Face à cette complexité de la formation des enseignants en éducation à la santé et à la sexualité, Jourdan (2010) milite pour une professionnalisation de l’enseignant. Citant Philippe Perrenoud (1998), il définit la professionnalisation comme étant « l’accès à la capacité de

résoudre des problèmes complexes et variés par ses propres moyens, dans le cadre d’objectifs généraux et d’une éthique, sans être tenu de suivre des procédures détaillées conçues par d’autres. C’est donc être, davantage que dans un métier d’exécution, capable d’autonomie et de responsabilité » (p. 100). Loin de faire des enseignants des spécialistes de l’éducation à la santé et à la sexualité, l’objectif de cette professionnalisation vise leur émancipation et leur sortie de la posture d’exécutant, pour les rendre apte à mener cette activité de manière autonome et réflexive.
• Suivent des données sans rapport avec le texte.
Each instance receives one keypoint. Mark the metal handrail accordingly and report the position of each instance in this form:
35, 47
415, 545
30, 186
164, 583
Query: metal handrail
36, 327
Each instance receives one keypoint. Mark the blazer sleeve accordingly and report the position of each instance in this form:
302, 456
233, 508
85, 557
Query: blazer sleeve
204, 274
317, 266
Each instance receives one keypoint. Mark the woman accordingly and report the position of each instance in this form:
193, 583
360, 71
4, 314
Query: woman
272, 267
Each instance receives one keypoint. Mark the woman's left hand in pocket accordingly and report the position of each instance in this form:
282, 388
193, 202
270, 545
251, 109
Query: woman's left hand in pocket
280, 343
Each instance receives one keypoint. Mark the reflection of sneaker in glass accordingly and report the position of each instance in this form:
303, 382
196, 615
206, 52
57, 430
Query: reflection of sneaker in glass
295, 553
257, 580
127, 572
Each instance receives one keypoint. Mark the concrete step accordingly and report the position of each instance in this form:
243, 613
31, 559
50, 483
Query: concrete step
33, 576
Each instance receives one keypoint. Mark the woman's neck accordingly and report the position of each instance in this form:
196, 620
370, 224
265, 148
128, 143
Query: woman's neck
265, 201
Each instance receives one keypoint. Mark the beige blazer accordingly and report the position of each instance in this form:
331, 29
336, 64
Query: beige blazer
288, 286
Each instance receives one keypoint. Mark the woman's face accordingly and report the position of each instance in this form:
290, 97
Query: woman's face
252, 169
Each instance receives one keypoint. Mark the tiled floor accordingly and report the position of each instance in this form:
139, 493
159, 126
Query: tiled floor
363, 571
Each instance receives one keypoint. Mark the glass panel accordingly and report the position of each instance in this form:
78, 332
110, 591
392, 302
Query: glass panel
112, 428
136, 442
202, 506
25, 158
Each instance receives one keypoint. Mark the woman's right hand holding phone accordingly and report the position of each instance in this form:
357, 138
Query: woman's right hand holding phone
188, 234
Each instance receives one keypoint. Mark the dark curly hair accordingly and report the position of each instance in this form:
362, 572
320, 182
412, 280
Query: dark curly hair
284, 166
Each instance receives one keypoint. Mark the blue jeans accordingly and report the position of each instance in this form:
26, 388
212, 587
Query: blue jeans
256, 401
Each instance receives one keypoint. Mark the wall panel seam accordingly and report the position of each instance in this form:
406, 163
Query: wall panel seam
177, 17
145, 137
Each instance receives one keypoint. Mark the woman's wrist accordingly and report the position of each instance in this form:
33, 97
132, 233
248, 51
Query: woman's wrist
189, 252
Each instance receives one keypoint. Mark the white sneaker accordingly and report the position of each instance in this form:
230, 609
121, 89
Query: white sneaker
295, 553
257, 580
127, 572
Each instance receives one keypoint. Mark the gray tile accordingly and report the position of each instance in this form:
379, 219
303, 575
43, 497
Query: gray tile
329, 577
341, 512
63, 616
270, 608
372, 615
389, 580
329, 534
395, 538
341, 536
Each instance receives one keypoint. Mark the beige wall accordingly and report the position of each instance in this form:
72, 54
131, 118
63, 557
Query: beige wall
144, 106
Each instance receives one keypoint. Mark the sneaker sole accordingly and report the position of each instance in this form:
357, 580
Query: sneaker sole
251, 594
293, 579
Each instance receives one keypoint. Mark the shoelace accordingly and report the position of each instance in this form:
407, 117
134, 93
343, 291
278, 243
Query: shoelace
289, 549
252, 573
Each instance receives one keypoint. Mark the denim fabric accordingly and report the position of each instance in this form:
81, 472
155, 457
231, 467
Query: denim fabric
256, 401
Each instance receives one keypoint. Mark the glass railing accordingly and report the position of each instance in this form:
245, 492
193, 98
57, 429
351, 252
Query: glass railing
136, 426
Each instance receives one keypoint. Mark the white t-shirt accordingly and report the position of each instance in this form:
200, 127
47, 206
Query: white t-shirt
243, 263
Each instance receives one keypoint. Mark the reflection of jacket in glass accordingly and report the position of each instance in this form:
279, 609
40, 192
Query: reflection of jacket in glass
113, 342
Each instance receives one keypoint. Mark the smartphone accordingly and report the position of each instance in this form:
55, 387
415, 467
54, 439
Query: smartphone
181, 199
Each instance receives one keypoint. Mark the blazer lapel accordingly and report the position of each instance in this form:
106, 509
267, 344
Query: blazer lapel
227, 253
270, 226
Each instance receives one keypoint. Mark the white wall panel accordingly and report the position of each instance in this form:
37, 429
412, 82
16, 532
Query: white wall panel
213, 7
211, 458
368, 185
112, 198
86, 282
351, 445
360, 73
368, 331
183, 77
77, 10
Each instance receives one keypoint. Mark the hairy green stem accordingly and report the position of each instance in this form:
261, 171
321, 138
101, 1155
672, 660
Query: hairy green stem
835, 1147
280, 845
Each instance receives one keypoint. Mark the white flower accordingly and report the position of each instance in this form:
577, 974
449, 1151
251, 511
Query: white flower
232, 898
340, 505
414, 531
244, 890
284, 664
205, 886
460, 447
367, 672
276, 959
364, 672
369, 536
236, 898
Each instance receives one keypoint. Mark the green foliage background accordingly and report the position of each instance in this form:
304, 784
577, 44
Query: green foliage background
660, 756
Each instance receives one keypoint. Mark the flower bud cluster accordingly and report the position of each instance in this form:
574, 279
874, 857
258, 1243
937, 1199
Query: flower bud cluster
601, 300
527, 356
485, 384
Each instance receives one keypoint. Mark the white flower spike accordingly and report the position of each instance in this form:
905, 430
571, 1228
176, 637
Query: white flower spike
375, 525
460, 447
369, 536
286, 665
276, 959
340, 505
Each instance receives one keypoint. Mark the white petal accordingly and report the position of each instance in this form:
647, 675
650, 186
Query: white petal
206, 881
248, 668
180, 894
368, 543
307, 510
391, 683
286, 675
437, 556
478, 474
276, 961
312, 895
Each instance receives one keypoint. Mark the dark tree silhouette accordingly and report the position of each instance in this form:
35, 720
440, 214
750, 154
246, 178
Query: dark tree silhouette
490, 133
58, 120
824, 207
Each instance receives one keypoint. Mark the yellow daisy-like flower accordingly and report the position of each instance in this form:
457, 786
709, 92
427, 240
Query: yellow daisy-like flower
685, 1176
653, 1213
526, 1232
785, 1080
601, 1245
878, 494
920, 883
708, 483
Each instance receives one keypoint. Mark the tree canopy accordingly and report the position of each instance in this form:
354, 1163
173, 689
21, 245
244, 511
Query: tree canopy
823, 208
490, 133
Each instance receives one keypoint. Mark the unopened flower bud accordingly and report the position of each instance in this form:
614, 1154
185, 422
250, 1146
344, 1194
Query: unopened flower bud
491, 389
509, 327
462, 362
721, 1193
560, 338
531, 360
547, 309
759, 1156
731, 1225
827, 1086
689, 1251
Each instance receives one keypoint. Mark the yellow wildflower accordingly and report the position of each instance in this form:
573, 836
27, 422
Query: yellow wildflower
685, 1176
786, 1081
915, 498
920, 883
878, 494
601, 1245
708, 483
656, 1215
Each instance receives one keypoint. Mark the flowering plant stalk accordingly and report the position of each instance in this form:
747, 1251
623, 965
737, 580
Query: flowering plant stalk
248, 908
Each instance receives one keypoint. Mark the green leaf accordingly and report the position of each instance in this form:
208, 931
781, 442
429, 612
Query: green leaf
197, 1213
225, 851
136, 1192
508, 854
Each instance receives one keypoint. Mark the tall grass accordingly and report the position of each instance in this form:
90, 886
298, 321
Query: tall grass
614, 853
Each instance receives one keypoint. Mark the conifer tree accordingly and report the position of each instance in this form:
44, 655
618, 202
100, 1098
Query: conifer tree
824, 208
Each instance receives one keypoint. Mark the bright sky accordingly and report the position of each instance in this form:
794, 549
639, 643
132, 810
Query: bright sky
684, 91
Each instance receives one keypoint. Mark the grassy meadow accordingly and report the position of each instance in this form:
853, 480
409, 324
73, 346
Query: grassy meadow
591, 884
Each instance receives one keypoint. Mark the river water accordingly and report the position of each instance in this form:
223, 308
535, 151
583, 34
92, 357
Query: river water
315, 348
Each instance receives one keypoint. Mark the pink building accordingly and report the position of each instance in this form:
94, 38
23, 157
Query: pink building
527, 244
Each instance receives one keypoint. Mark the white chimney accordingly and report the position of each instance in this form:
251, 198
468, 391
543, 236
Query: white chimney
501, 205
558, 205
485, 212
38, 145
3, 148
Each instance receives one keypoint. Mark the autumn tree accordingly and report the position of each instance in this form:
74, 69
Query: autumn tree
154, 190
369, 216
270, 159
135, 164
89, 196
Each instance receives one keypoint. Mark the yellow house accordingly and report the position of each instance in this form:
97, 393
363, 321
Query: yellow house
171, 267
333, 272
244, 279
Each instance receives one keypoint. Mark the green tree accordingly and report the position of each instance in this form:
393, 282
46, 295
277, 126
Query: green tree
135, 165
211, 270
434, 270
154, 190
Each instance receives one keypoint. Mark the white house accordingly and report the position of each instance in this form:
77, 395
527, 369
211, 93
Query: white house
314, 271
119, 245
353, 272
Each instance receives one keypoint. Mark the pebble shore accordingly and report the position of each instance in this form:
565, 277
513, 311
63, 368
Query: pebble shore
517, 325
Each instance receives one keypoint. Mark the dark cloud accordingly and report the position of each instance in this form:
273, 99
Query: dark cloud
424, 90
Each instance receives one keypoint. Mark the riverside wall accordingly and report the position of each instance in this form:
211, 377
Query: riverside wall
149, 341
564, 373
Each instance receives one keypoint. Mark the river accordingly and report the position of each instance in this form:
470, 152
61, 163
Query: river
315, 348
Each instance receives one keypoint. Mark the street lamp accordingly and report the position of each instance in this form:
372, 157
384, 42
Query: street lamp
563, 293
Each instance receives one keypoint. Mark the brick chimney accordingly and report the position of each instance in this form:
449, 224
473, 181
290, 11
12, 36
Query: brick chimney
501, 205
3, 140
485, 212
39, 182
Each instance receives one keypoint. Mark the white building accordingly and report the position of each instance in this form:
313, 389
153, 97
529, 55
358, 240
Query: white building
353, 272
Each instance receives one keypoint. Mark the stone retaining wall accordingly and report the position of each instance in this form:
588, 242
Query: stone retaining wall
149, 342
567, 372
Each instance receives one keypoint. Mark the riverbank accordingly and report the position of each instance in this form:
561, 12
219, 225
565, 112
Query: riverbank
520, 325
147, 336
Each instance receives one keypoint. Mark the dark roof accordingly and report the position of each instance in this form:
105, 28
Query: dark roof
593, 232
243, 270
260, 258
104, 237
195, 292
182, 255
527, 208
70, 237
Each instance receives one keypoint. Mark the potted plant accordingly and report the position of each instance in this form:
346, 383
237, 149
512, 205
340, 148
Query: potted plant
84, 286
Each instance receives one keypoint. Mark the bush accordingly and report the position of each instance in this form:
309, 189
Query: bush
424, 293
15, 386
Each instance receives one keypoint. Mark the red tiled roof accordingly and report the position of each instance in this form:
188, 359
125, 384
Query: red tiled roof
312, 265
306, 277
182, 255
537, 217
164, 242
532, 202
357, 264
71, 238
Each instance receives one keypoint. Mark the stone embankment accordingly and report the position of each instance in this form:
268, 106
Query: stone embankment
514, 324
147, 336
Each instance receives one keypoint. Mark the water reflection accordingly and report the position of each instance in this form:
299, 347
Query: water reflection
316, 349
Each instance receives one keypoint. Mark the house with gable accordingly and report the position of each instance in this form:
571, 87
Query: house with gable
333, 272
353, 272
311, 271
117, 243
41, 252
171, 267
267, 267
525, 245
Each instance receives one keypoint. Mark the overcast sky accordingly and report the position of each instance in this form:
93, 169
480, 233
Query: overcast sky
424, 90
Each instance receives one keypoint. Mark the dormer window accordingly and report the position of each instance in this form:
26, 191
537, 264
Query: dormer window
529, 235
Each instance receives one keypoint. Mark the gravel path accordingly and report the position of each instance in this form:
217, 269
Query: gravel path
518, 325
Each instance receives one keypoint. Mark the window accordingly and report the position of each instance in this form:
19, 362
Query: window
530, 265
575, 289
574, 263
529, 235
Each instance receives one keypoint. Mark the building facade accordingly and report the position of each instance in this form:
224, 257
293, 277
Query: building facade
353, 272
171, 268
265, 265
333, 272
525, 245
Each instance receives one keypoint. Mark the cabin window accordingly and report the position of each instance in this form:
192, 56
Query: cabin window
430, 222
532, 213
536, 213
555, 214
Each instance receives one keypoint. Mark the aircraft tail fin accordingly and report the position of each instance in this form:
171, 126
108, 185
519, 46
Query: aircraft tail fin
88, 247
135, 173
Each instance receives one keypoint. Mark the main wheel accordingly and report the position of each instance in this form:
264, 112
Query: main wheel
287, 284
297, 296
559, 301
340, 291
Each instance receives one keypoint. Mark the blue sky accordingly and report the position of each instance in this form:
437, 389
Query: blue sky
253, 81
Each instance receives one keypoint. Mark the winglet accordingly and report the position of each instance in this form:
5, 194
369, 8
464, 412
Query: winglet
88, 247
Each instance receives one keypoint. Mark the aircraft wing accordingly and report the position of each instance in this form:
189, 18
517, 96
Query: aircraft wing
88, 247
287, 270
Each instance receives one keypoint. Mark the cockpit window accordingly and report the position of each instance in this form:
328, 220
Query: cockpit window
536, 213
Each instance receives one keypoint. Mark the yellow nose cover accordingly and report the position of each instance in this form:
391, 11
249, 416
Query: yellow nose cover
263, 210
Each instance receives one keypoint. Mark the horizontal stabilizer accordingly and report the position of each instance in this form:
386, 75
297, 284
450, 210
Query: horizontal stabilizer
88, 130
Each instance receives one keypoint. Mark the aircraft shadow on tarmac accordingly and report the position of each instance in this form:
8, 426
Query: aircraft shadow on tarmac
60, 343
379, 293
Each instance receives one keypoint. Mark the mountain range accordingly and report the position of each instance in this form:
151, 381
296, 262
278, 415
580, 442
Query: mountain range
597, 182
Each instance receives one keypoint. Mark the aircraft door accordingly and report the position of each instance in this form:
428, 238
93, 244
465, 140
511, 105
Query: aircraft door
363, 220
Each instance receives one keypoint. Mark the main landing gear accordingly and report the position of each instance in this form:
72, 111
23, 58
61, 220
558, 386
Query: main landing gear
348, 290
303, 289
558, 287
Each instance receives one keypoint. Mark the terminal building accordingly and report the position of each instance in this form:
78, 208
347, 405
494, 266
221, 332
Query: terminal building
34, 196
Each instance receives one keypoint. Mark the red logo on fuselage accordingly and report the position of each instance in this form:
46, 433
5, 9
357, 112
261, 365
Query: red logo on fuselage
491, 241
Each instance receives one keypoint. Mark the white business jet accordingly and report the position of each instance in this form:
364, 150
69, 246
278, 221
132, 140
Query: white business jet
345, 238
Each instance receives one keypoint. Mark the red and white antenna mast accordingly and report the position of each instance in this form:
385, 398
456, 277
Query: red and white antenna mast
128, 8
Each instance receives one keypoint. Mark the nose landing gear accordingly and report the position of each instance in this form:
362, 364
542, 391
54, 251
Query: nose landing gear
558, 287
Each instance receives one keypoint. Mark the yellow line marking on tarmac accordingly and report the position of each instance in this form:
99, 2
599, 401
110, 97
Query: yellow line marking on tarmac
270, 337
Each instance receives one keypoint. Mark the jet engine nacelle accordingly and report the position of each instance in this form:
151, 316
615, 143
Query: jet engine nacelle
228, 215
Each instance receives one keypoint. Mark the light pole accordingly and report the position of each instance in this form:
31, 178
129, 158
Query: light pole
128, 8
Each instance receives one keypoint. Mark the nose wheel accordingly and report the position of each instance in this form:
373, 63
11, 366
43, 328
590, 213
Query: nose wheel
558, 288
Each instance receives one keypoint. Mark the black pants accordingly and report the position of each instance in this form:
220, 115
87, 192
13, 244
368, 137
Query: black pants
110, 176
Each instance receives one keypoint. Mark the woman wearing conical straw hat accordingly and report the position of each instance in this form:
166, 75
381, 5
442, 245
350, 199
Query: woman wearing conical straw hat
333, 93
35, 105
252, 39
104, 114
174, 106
Il s’agit de faire sortir l’enseignant de la conception du tout prêt en éducation à la santé et à la sexualité, qui consisterait pour lui de se contenter de la mise en place des actions prédéfinies par des experts, dans le strict respect des consignes associées. Car, c’est de la capacité de l’enseignant à s’adapter aux situations, à développer et mettre en œuvre des solutions pertinentes non prédéfinies que dépende son implication efficace en éducation à la santé et à la sexualité. En effet,

cette démarche de professionnalisation, qui place l’enseignant en situation d’autonomie et de responsabilité accrues, dépasse l’acquisition de savoirs et d’une capacité à réfléchir dans et sur son action. Il ne s’agit pas seulement d’acquérir des outils en vue de mettre en œuvre cette réflexivité mais bien plus d’adopter une véritable posture réflexive. En ce sens, la professionnalisation des personnes concerne la construction de leur identité professionnelle. (Jourdan, 2010, p. 102)

C’est une démarche de transformation de l’identité professionnelle de l’enseignant qui nécessite du temps, une transformation qui ne peut se faire rapidement et qui requiert d’être entamée très tôt dans son parcours de formation. L’importance de cette professionnalisation de l’enseignant en éducation à la santé et à la sexualité et telle que Jourdan (2010) n’hésite pas à la mettre en balance avec une formation qui enfermerait l’enseignant dans des prescriptions de plus en plus fines ne lui donnant aucune marge de manœuvre dans l’action. Pour lui, « penser la formation en éducation à la santé des enseignants, c’est faire un choix fondamental. Soit limiter leur autonomie et investir dans des prescriptions de plus en plus fines … ou bien leur faire une large confiance en élevant leur niveau de compétence » (p. 103).

Bien que l’auteur soit favorable à l’autonomisation de l’enseignant, il n’en demeure pas moins que subsiste l’interrogation sur la base des savoirs formels en éducation à la santé et à la sexualité susceptibles de fournir les compétences nécessaires pour garantir cette autonomie de l’enseignant. En effet, la multidisciplinarité de l’éducation à la santé et à la sexualité fait qu’il

n’existe pas une production scientifique basée sur une vision univoque et donc sur des savoirs partagées pouvant servir de corpus de référence à la formation des enseignants. Qui peut en effet garantir aujourd’hui que des enseignants formés dans deux institutions universitaires différentes acquièrent les mêmes bases théoriques en éducation à la santé et à la sexualité ? L’autonomie n’étant pas synonyme d’affranchissement tant des compétences à développer que des savoirs théoriques qui les fondent, la question du référentiel de connaissances et de compétences en éducation à la santé et à la sexualité se pose fermement.